Артур кивнул в знак согласия, и Моргейна завладела рукой Ланселета. Он покорно позволил увлечь себя прочь, но на полдороге обернулся, словно не в силах отвести взгляда от Гвенвифар. Сердце ее разрывалось; молодой женщине казалось, что боли спутника она не выдержит, и при этом она готова была на что угодно, лишь бы увести его, лишь бы не видеть, как он смотрит на Гвенвифар. Позади них Артур произнес:
– Еще до вчерашнего вечера я и не подозревал, что судьбы, послав мне невесту, подарили мне настоящую красавицу.
– Это не судьба, лорд мой, а мой отец, – отозвалась Гвенвифар, но не успела Моргейна услышать, что ответил на это Артур, как они оказались за пределами слышимости.
– Помню я, – промолвила Моргейна, – как некогда, год назад, на Авалоне, ты говорил о коннице как о залоге победы над саксами, – и еще о дисциплинированной армии, под стать римским легионам. Полагаю, именно к этому ты и предназначаешь своих всадников?
– Я тренирую их – это так. Вот уж не подумал бы, кузина, что женщина способна запомнить подробности военной стратегии.
Моргейна рассмеялась:
– Я живу в страхе перед саксами, как любая другая женщина здешних островов. Мне случилось однажды проезжать через деревню, в которой похозяйничали саксонские мародеры: и никто из тамошних жительниц, начиная от пятилетней девочки и кончая девяностолетней старухой, у которой не осталось ни зубов, ни волос, не избежал насилия. Все, что сулит надежду избавиться от недругов раз и навсегда, для меня бесконечно много значит: пожалуй, больше даже, чем для мужчин и солдат, которым страшиться надо разве что за собственную жизнь.

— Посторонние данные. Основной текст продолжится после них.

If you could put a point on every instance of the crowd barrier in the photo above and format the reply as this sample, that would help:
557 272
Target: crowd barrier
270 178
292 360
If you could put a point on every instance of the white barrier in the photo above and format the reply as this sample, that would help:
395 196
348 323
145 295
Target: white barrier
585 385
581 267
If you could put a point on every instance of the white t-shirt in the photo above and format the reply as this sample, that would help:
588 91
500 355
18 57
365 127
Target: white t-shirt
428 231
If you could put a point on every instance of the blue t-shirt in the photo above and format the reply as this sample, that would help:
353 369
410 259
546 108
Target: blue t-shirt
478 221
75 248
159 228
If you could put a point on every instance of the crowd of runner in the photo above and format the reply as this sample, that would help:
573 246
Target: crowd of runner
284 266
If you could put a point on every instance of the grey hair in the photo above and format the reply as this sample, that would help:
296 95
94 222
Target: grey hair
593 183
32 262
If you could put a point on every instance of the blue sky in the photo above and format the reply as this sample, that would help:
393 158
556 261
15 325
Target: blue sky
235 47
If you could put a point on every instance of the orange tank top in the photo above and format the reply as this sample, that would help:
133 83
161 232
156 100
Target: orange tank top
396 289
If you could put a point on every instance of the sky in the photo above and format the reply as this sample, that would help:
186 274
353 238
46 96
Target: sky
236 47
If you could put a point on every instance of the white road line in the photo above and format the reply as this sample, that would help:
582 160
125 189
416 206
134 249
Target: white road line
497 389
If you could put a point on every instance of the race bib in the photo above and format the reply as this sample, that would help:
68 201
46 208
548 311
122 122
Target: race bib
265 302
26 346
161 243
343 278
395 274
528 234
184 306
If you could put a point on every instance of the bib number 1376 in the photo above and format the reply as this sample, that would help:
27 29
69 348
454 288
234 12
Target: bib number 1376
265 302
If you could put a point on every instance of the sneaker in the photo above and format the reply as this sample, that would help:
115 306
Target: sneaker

– Об этом я как-то не задумывался, – серьезно отозвался Ланселет. – Воины Утера Пендрагона поселянками тоже не брезговали – равно как и Артуровы, – да только дело обычно происходит по обоюдному согласию; насилия, как правило, избегают. Впрочем, я и позабыл: ты, Моргейна, воспитывалась на Авалоне и часто размышляешь о том, до чего прочим женщинам дела нет. – Ланселет поднял глаза и стиснул ее руку в своей. – И арфы Авалона я тоже позабыл. Я-то думал, что всей душой ненавижу Остров и вовеки не захочу туда вернуться. И все же… порою… сущие мелочи возвращают меня туда. Перезвон арфы. Солнечный блик на стоячих камнях. Аромат яблок, гудение пчел в знойный полдень. Рыба, что плещется в озере, и крики водяных птиц на закате…
– Помнишь тот день, когда мы вскарабкались на Холм? – тихо спросила Моргейна.
– Помню, – отозвался он и с внезапной горечью выкрикнул: – Господи, чего бы я только не отдал, чтобы ты в ту пору не была обещана Богине!
– Я жалею об этом, сколько себя помню, – еле слышно призналась молодая женщина. Голос ее вдруг прервался, и Ланселет встревоженно заглянул ей в глаза.
– Моргейна, Моргейна… я в жизни не видел тебя плачущей.
– А ты, как большинство мужчин, боишься женских слез?